Here is a full working example. Try to run the task div.delay(1, 0) and see how it works.

from celery import Celery
from celery.exceptions import Reject, TaskPredicate
from functools import wraps
from kombu import Exchange, Queue

from celery import bootsteps


class Config(object):

    APP_NAME = 'test'

    task_default_queue = '%s_celery' % APP_NAME
    task_default_exchange = "%s_celery" % APP_NAME
    task_default_exchange_type = 'direct'
    task_default_routing_key = task_default_queue
    task_create_missing_queues = False
    task_acks_late = True

    # Configuration for DLQ support
    dead_letter_exchange = '%s_dlx' % APP_NAME
    dead_letter_exchange_type = 'direct'
    dead_letter_queue = '%s_dlq' % APP_NAME
    dead_letter_routing_key = dead_letter_queue


class DeclareDLXnDLQ(bootsteps.StartStopStep):
    """
    Celery Bootstep to declare the DL exchange and queues before the worker starts
        processing tasks
    """
    requires = {'celery.worker.components:Pool'}

    def start(self, worker):
        app = worker.app

        # Declare DLX and DLQ
        dlx = Exchange(
            app.conf.dead_letter_exchange,
            type=app.conf.dead_letter_exchange_type)

        dead_letter_queue = Queue(
            app.conf.dead_letter_queue,
            dlx,
            routing_key=app.conf.dead_letter_routing_key)

        with worker.app.pool.acquire() as conn:
            dead_letter_queue.bind(conn).declare()

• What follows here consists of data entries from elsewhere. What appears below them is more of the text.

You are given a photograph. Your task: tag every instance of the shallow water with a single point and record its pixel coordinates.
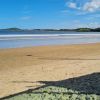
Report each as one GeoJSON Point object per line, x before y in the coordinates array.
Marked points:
{"type": "Point", "coordinates": [25, 39]}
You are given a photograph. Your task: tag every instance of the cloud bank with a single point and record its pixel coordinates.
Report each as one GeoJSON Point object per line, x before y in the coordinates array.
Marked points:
{"type": "Point", "coordinates": [89, 6]}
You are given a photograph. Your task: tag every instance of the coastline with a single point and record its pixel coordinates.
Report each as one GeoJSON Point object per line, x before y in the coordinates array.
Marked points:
{"type": "Point", "coordinates": [23, 67]}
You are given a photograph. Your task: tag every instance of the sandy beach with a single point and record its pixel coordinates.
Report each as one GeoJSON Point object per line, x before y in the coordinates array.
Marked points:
{"type": "Point", "coordinates": [21, 68]}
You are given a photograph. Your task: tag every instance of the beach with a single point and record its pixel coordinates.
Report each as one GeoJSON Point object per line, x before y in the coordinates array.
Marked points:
{"type": "Point", "coordinates": [22, 68]}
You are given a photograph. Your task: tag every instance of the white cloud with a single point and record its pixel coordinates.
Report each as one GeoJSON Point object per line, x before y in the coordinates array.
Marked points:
{"type": "Point", "coordinates": [72, 5]}
{"type": "Point", "coordinates": [92, 5]}
{"type": "Point", "coordinates": [89, 6]}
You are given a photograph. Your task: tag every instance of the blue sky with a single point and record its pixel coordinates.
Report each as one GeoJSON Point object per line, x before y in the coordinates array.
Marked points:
{"type": "Point", "coordinates": [34, 14]}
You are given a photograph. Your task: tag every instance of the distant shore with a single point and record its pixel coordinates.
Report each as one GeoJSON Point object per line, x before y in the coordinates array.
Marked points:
{"type": "Point", "coordinates": [23, 67]}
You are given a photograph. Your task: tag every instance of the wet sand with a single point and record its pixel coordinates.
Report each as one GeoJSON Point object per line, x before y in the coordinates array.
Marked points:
{"type": "Point", "coordinates": [22, 68]}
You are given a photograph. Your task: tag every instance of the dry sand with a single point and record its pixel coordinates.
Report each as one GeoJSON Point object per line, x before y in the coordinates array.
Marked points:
{"type": "Point", "coordinates": [21, 68]}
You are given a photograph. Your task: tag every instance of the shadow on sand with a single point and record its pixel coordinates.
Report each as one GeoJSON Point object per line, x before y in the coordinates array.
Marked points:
{"type": "Point", "coordinates": [87, 84]}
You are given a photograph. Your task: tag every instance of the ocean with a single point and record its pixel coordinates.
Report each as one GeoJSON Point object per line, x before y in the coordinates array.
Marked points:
{"type": "Point", "coordinates": [10, 39]}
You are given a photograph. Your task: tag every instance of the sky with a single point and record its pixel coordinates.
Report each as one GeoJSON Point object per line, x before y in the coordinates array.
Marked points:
{"type": "Point", "coordinates": [49, 14]}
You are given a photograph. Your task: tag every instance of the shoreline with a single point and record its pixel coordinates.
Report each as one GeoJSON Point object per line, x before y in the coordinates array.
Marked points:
{"type": "Point", "coordinates": [57, 45]}
{"type": "Point", "coordinates": [23, 67]}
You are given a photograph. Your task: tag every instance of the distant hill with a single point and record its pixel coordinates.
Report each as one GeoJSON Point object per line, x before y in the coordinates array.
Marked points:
{"type": "Point", "coordinates": [75, 30]}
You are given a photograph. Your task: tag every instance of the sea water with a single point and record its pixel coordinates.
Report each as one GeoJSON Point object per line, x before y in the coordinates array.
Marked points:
{"type": "Point", "coordinates": [42, 38]}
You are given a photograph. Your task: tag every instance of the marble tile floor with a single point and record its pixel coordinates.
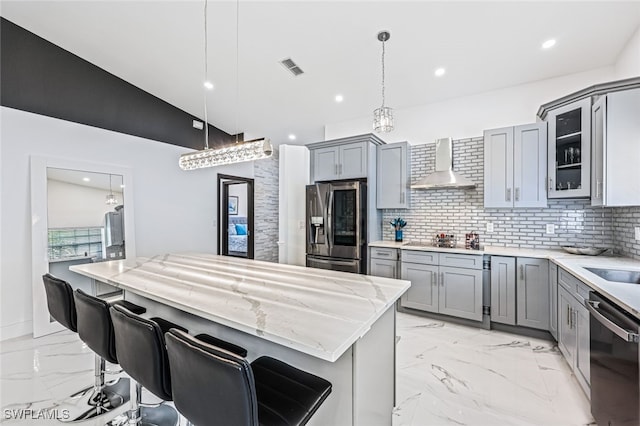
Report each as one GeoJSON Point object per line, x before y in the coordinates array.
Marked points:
{"type": "Point", "coordinates": [448, 374]}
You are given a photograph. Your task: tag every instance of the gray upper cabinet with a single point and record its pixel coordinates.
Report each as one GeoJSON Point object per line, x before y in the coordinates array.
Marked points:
{"type": "Point", "coordinates": [616, 149]}
{"type": "Point", "coordinates": [393, 172]}
{"type": "Point", "coordinates": [352, 157]}
{"type": "Point", "coordinates": [515, 161]}
{"type": "Point", "coordinates": [340, 162]}
{"type": "Point", "coordinates": [503, 290]}
{"type": "Point", "coordinates": [553, 300]}
{"type": "Point", "coordinates": [569, 166]}
{"type": "Point", "coordinates": [533, 293]}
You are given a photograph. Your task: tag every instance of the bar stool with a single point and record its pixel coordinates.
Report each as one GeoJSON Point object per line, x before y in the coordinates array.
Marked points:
{"type": "Point", "coordinates": [143, 356]}
{"type": "Point", "coordinates": [214, 386]}
{"type": "Point", "coordinates": [100, 398]}
{"type": "Point", "coordinates": [96, 330]}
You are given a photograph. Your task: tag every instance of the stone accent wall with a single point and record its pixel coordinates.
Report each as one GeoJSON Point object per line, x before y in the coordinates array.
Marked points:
{"type": "Point", "coordinates": [625, 219]}
{"type": "Point", "coordinates": [461, 211]}
{"type": "Point", "coordinates": [266, 208]}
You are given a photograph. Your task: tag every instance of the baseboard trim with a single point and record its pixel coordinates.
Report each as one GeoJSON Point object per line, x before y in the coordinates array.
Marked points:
{"type": "Point", "coordinates": [18, 329]}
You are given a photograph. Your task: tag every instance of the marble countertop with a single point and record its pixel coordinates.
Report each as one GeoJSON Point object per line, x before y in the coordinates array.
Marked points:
{"type": "Point", "coordinates": [315, 311]}
{"type": "Point", "coordinates": [625, 295]}
{"type": "Point", "coordinates": [71, 259]}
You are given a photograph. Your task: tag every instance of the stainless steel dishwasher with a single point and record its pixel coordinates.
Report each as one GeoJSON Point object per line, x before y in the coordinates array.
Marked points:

app = Celery('tasks', broker='pyamqp://guest@localhost//')
app.config_from_object(Config)


# Declare default queues
# We bypass the default mechanism tha creates queues in order to declare special queue arguments for DLX support
default_exchange = Exchange(
    app.conf.task_default_exchange,
    type=app.conf.task_default_exchange_type)
default_queue = Queue(
        app.conf.task_default_queue,
        default_exchange,
        routing_key=app.conf.task_default_routing_key,
        queue_arguments={
            'x-dead-letter-exchange': app.conf.dead_letter_exchange,
            'x-dead-letter-routing-key': app.conf.dead_letter_routing_key
        })

# Inject the default queue in celery application
app.conf.task_queues = (default_queue,)

# Inject extra bootstep that declares DLX and DLQ
app.steps['worker'].add(DeclareDLXnDLQ)


def onfailure_reject(requeue=False):
    """
    When a task has failed it will raise a Reject exception so
    that the message will be requeued or marked for insertation in Dead Letter Exchange
    """

    def _decorator(f):
        @wraps(f)
        def _wrapper(*args, **kwargs):

            try:
                return f(*args, **kwargs)
            except TaskPredicate:
                raise   # Do not handle TaskPredicate like Retry or Reject
            except Exception as e:
                print("Rejecting")
                raise Reject(str(e), requeue=requeue)
        return _wrapper

    return _decorator


@app.task()
@onfailure_reject()
def div(x, y):
    return x / y

Edit: I updated the code to use the new configuration schema of celery (lower-case) as I found some compatibility issues in Celery 4.1.0.